Autor - Christopher Galli, Experte Digitalisierung FMH
La technologie de l’IA générative repose sur des modèles mathématiques et des algorithmes complexes. Mais qu’est-ce qui nous empêche de les utiliser ? Quels sont les défis et les risques concrets liés à cette technologie ? Et quelles réflexions sont nécessaires si nous souhaitons les utiliser dans un domaine sensible tel que la santé ? Ce chapitre est consacré à ces questions et aux défis spécifiques que pose l’IA générative dans le système suisse de santé, et explique les aspects auxquels il convient d’accorder une attention particulière.8
La protection des données sensibles des patient-e-s est l’un des principaux défis liés à l’introduction de l’IA générative dans le secteur de la santé, en particulier dans un pays comme la Suisse, réputé pour ses normes élevées en matière de protection des données.

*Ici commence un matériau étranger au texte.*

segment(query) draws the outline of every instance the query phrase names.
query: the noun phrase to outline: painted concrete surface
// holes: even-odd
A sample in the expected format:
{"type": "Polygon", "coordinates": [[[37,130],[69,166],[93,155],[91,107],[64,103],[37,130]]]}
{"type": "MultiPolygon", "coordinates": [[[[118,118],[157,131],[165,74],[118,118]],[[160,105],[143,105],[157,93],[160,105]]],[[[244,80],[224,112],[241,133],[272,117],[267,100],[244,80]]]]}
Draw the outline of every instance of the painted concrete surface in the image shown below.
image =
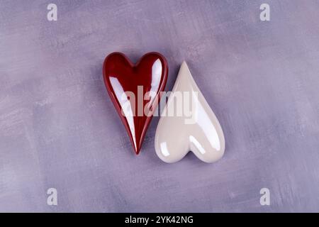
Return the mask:
{"type": "Polygon", "coordinates": [[[0,1],[0,211],[319,211],[319,2],[0,1]],[[223,127],[224,157],[136,156],[104,57],[186,60],[223,127]],[[58,205],[47,204],[56,188],[58,205]],[[259,190],[269,189],[270,206],[259,190]]]}

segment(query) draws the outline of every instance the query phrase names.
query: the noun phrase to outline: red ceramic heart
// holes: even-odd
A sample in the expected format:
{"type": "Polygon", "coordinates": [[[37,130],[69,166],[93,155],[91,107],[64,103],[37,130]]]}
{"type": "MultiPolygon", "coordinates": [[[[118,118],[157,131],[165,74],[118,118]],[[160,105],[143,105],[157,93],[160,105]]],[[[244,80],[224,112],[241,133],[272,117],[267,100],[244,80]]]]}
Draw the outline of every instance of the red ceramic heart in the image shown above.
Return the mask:
{"type": "Polygon", "coordinates": [[[104,60],[103,74],[111,99],[138,154],[160,93],[165,88],[167,62],[161,54],[152,52],[133,65],[124,54],[113,52],[104,60]],[[145,111],[150,106],[152,108],[145,111]]]}

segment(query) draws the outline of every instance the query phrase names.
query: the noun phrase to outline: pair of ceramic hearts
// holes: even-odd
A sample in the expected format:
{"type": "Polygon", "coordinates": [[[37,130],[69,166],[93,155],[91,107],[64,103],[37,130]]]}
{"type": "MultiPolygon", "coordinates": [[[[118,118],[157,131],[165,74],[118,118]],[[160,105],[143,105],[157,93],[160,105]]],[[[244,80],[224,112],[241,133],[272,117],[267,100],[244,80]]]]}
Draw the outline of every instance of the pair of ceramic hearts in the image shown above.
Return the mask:
{"type": "MultiPolygon", "coordinates": [[[[167,62],[161,54],[149,52],[133,65],[123,53],[113,52],[105,59],[103,74],[108,94],[138,154],[165,88],[167,62]]],[[[173,114],[162,114],[157,128],[155,150],[161,160],[174,162],[191,150],[206,162],[223,156],[222,128],[185,62],[162,113],[173,114]],[[186,97],[191,103],[190,115],[178,114],[176,106],[184,110],[186,97]]]]}

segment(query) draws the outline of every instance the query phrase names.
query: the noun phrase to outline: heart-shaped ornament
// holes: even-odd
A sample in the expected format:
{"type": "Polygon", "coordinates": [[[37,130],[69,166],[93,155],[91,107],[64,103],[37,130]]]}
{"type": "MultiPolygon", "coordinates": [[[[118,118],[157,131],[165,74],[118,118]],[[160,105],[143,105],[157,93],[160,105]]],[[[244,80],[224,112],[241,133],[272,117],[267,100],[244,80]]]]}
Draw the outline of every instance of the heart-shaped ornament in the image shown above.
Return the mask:
{"type": "Polygon", "coordinates": [[[161,114],[155,150],[158,157],[169,163],[180,160],[190,150],[206,162],[217,161],[224,154],[223,130],[185,62],[161,114]],[[186,108],[187,104],[189,108],[186,108]]]}
{"type": "Polygon", "coordinates": [[[145,54],[133,65],[123,53],[108,55],[103,66],[106,89],[138,154],[168,74],[166,59],[145,54]]]}

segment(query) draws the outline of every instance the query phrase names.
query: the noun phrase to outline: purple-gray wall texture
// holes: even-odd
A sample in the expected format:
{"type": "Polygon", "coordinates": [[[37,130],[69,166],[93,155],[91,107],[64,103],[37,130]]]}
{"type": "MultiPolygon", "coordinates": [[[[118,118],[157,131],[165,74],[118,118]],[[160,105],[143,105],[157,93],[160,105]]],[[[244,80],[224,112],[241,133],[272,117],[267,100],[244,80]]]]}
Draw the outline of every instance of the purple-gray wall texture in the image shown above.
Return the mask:
{"type": "Polygon", "coordinates": [[[0,0],[0,211],[319,211],[318,9],[0,0]],[[47,19],[52,2],[57,21],[47,19]],[[162,53],[167,90],[186,60],[223,128],[224,157],[162,162],[157,117],[136,156],[103,82],[113,51],[162,53]]]}

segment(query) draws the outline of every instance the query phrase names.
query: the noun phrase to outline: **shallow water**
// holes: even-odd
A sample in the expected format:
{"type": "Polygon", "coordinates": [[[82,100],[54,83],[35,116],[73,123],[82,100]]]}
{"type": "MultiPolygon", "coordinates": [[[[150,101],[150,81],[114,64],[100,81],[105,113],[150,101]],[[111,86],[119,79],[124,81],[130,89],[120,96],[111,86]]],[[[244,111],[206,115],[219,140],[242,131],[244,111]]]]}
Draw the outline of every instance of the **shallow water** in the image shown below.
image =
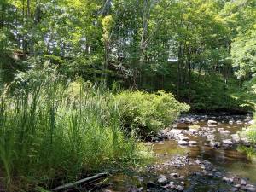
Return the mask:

Malgré le potentiel de l’IA générative pour améliorer les soins de santé, les organisations sont confrontées à une tâche complexe : elles doivent encourager l’innovation sans compromettre la vie privée et la sécurité des patient-e-s.
1. Fragmentation du système suisse de santé
La forte fragmentation du système suisse de santé constitue un défi majeur. Avec 26 cantons, de nombreux hôpitaux privés et publics et d’innombrables cabinets médicaux indépendants, il n’existe pas d’infrastructure de données uniforme. Si les données de facturation sont bien organisées grâce à la connexion avec les assureurs, les données cliniques standardisées et de haute qualité nécessaires aux applications d’IA font souvent défaut. Cette fragmentation complique non seulement l’utilisation des données, mais aussi la coopération entre les institutions.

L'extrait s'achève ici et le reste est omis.